6 tools that make data science easier

New tools are bundling data cleanup, drag-and-drop programming, and the cloud to help anyone comfortable with a spreadsheet to leverage the power of data science.

6 tools that make data science easier
Metamorworks / Getty Images

Data science may never be easy but it’s getting easier to dive in. Buzzwords like “machine learning,” “regression,” and “dimensionality reduction” are just as challenging to understand as ever, but the widespread desire to reap the benefits of these techniques has resulted in several good tools that create assembly lines for data that are ready to pump out the answers we seek.

The secret is similar to what revolutionized manufacturing. Just as standardized parts helped launch the industrial revolution, data scientists at various tools vendors have produced a collection of very powerful and very adaptive analytical routines. They’ve standardized the interfaces, making it much simpler to build your custom pipeline out of these interchangeable data science tools.
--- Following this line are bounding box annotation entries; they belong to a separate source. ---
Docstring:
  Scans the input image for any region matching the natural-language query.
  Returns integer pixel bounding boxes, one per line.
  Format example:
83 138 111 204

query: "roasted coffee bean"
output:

Data scientists used to wring their hands because 80 percent of the work was preparing data for analysis by crafting custom routines in Python, Java or their favorite language all so the sophisticated statistical tools in R or SASS could do their job. The marketplace is now filling with sophisticated tools that bundle together several hundred well-engineered routines into a package that does much of the repetitive and unpleasant data cleanup and standardization for you.

These new tools open the opportunity for anyone who’s comfortable working with a spreadsheet. They won’t make all prep work disappear, but they’ll make it easier. There’s less need to fuss over data formats because the tools are smart enough to do the right thing. You can often just open the file and start learning.
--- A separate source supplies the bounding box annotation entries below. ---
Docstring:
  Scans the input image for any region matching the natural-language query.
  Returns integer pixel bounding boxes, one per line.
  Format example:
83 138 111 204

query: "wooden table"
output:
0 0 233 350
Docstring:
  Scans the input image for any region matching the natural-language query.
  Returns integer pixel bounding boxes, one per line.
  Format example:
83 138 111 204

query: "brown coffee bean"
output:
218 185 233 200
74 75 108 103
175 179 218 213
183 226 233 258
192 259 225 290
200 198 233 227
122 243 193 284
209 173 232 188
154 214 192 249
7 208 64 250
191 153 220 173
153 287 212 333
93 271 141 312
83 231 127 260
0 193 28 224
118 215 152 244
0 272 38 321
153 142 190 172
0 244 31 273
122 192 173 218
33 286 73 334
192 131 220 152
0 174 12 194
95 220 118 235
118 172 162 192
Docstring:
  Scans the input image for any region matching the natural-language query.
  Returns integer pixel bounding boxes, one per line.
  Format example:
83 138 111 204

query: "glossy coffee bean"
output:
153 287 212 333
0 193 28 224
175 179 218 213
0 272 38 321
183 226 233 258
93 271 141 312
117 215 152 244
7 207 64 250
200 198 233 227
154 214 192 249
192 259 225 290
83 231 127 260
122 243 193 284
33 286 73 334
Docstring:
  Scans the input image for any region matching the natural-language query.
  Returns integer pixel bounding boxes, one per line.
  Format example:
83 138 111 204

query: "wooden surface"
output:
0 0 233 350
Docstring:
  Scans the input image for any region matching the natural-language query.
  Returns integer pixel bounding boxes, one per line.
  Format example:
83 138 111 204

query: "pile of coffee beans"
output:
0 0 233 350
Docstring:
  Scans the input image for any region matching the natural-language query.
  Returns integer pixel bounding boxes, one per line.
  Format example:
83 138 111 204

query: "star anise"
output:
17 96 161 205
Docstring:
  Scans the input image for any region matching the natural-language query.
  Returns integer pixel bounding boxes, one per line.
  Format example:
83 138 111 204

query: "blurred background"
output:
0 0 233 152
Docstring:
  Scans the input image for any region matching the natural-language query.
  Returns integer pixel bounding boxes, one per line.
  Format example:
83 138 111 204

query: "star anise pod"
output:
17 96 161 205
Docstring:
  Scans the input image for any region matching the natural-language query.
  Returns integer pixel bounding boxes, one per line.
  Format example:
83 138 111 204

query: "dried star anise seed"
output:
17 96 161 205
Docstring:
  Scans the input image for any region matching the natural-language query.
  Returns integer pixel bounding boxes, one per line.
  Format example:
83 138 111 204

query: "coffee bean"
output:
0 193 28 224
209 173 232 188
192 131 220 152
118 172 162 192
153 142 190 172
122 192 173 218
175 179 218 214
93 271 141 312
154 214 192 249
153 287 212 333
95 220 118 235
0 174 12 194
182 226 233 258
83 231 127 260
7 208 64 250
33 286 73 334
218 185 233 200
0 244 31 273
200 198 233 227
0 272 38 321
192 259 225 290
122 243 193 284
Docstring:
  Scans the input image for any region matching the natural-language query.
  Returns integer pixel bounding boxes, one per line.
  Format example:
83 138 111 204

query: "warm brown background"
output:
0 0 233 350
The tools also unlock much of the cost-saving power of the cloud. In the past, data scientists needed powerful computers to crunch big data sets. Now we can rent even bigger, faster machines in the cloud by the second, increasing processing speed while saving money by returning the hardware to the pool when the monthly reports are done.
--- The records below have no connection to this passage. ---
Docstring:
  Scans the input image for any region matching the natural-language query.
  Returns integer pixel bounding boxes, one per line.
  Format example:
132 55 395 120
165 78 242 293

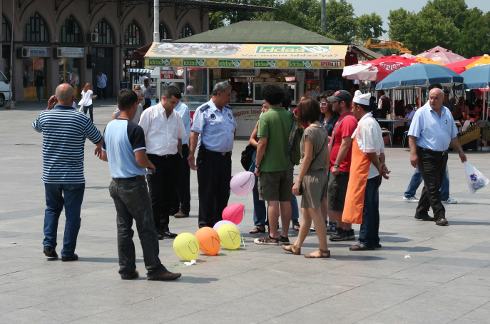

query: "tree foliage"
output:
388 0 490 57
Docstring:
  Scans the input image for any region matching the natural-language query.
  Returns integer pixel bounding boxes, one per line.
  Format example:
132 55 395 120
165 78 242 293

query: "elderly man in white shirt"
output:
342 91 389 251
139 86 185 240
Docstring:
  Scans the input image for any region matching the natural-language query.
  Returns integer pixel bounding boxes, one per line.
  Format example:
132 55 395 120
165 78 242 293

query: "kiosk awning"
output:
145 43 348 69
The tools are a boon for both hardcore data scientists and data analysts who just need to train an algorithm to predict next year’s trends. Both groups can enjoy the pleasure of using sophisticated tools that do the right thing with data. The standardization, though, opens up the potential for entirely new groups to dive into data science. Now you don’t need to master R syntax or Python programming to begin.

Of course, we still need to think deeply about statistics and machine learning. These tools can’t answer strategic questions about when it’s better to use a neural network or a clustering algorithm, but they can make it simple to pull in all of your data and try both very quickly. Just as standardization removed the need for long apprenticeships and sophisticated craftsmen when it became simpler for everyone to participate in the industrial revolution, these data tools are unleashing the potential for more and more people in a business to turn to sophisticated data analysis for guidance.

Here is a look at six tools helping to democratize data science today.

Alteryx

The core of the Alteryx platform is its Designer tool, a visual programming IDE that allows users to drag and drop icons instead of typing out a text program. Alteryx targets its platform at both data scientists and “citizen users,” which is a nice way of saying people who don’t want to mess with the details of cleaning up data and modifying it for analysis. The platform tries to “flip the 80/20 data prep rule” by simplifying preparation using its visual programming model. There’s a good chance you can drag an icon into the right place in the data pipeline and it will apply many of the standard tasks such as grouping by a customer number or joining two files.

Alteryx also offers a number of predefined predictive models for analyzing data and drawing inferences. These look like icons for data processing, but they’re really R or Python programs and Alteryx is saving you the trouble of dealing with their complexity and text-based coding. In Designer, the data flows along lines between icons and you don’t need to worry about commas or square brackets or other sources of coding grief.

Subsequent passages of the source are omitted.